© Anna Mydla
Augen auf, hier ist das Glück: Das Poetenpack aus Potsdam holt Kinderstück „Hans im Glück“ ins Heute
Was wäre ewiger, was aktueller als die Suche nach Glück? Das Potsdamer Theater Poetenpack erinnert daran, dass es auf jeder Nasenspitze zu finden ist.
Stand:
Wie könnte die Geschichte des „Hans im Glück“ dröge sein. Da tauscht einer Gold gegen Pferd gegen Kuh gegen Schwein gegen Gans gegen Schleifstein. Und steht am Ende wieder mit leeren Händen da, lässt sich die gute Laune aber nicht nehmen. Keine böse Hexe oder Stiefmutter, keine Widersacher.

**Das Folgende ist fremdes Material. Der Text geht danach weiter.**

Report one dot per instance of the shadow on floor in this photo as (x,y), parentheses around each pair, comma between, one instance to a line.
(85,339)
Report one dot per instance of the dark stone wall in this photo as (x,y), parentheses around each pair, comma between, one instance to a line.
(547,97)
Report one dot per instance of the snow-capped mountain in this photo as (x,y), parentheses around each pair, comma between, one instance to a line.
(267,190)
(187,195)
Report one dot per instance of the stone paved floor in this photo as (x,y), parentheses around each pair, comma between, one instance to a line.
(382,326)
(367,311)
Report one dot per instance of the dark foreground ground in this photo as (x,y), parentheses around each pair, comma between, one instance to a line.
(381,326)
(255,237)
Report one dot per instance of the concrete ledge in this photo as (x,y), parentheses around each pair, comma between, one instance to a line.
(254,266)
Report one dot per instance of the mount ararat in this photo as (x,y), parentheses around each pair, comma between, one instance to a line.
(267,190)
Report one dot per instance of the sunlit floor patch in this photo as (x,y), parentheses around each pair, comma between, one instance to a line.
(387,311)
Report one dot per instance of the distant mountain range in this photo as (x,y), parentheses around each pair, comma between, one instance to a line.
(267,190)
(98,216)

Kein Konflikt?
Die Bühnenfassung von Felix Isenbügel hat im verstörenden Optimismus der Hauptfigur selbst das Konfliktpotenzial des Grimmschen Märchens ausgemacht. Ein schlauer Move: Die Inszenierung des Potsdamer Poetenpack stellt dem lederhosentragenden Dauerlächler Hans (Alexandra Johannknecht) einen extrem neidischen, extrem wandlungsfähigen Kobold (Felix Isenbügel) zur Seite. Der Kobold will immer das, was Hans gerade hat und schlüpft fortwährend in neue Rollen und Kostüme, um ihm das abzuluchsen. Ein diabolisches „Ich helfe gerne“ stets auf den Lippen.

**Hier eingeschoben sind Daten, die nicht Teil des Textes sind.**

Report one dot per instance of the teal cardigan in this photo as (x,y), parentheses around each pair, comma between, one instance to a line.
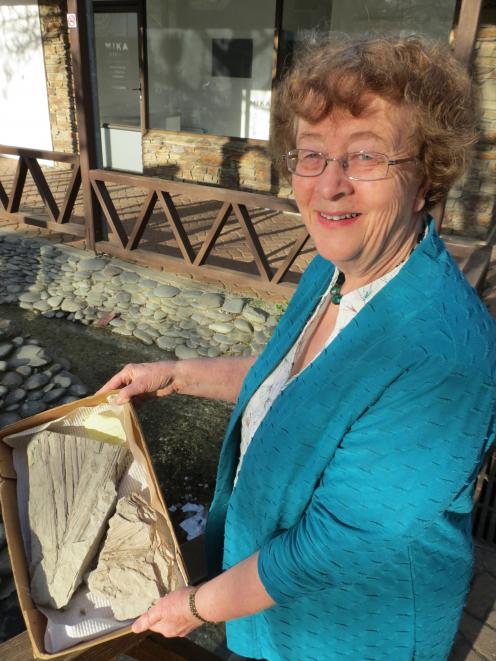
(357,486)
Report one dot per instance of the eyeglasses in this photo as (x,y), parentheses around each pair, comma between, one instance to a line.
(357,165)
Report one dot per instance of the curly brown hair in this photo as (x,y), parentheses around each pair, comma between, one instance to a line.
(341,73)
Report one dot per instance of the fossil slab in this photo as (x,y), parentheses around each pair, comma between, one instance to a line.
(72,493)
(136,565)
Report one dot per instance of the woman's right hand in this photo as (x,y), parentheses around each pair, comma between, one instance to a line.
(142,381)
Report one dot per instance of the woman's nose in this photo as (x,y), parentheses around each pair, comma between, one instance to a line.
(332,182)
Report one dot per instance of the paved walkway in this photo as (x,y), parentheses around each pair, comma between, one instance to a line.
(477,634)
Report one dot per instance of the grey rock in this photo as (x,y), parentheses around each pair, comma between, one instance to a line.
(136,564)
(219,327)
(32,408)
(53,395)
(5,349)
(92,264)
(72,491)
(166,291)
(166,343)
(183,352)
(36,381)
(254,314)
(233,305)
(210,301)
(8,419)
(15,396)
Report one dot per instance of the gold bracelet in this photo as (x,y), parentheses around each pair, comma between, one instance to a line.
(192,606)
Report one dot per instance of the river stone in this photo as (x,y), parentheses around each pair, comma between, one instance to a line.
(36,381)
(71,493)
(220,327)
(254,314)
(182,352)
(53,395)
(129,277)
(5,349)
(91,264)
(166,343)
(136,565)
(29,297)
(233,305)
(29,354)
(15,396)
(55,301)
(32,408)
(143,336)
(12,380)
(165,291)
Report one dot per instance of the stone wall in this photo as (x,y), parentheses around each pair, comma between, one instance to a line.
(471,206)
(180,316)
(60,87)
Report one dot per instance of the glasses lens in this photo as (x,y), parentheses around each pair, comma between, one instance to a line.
(305,162)
(366,165)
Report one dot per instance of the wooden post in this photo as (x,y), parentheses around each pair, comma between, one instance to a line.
(466,31)
(78,39)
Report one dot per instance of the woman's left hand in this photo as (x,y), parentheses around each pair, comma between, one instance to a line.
(171,616)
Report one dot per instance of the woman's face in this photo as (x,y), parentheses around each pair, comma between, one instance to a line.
(385,216)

Während Hans meint, sich mit jedem Tausch zu verbessern, kriegt der Kobold nie, was er will. Wie Felix Isenbügels Kobold das zusehends auf die Palme treibt, ist eine Freude. Wie er das Publikum dabei versucht, auf seine Seite zu ziehen (was nur teils gelingt: Die Kinder fühlen mit Hans) ebenfalls. Arne Assmann jongliert dazu mit diversen Instrumenten und verschiedensten Registern, musikalisch wird alles begleitet von Hansens fröhlichem Mantra „Heute ist ein schöner Tag“ bis zum von Metzgermeister-Kobold in Vorfreude auf leckeren Schweinebraten vorgetragenen „Wir feiern eine Grillparty“-Rap.

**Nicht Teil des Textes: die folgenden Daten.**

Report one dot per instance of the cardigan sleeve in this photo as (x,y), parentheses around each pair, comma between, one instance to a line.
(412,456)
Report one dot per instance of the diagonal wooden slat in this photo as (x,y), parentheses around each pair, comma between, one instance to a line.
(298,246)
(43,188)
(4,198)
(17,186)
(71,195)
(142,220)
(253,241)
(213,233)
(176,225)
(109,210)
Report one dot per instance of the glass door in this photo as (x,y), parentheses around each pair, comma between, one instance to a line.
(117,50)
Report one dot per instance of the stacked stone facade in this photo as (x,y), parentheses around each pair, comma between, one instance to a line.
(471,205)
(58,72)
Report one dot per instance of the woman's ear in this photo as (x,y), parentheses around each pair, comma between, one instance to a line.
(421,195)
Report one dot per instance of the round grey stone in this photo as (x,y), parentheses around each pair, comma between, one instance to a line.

Ein bisschen Political Correctness kann sich die Inszenierung von Janet Kirsten da nicht verkneifen, womöglich zurecht: Im Jahr 2024 kann man nicht mehr davon ausgehen, dass Kinder ab vier die Aussicht auf eine saftige Schweinshaxe als etwas Erstrebenswertes unhinterfragt hinnehmen. Den Zweiflern reicht der Rap („Wir sind verschieden/ wir sind gleich“) versöhnlich die Hand.
Die eigentliche Message dieses Märchens aber war 1812 so gültig wie heute: Glück lässt sich nicht in Gold aufwiegen. Entweder man findet es überall, auf jeder Nasenspitze, oder man findet es gar nicht. Nicht immer vielleicht, aber immer wieder: „Ein Schritt vor, ein Schritt zurück“, singt Hans. „Augen auf, hier ist das Glück.“ Dieses Kinderstück ist zweifellos voll davon.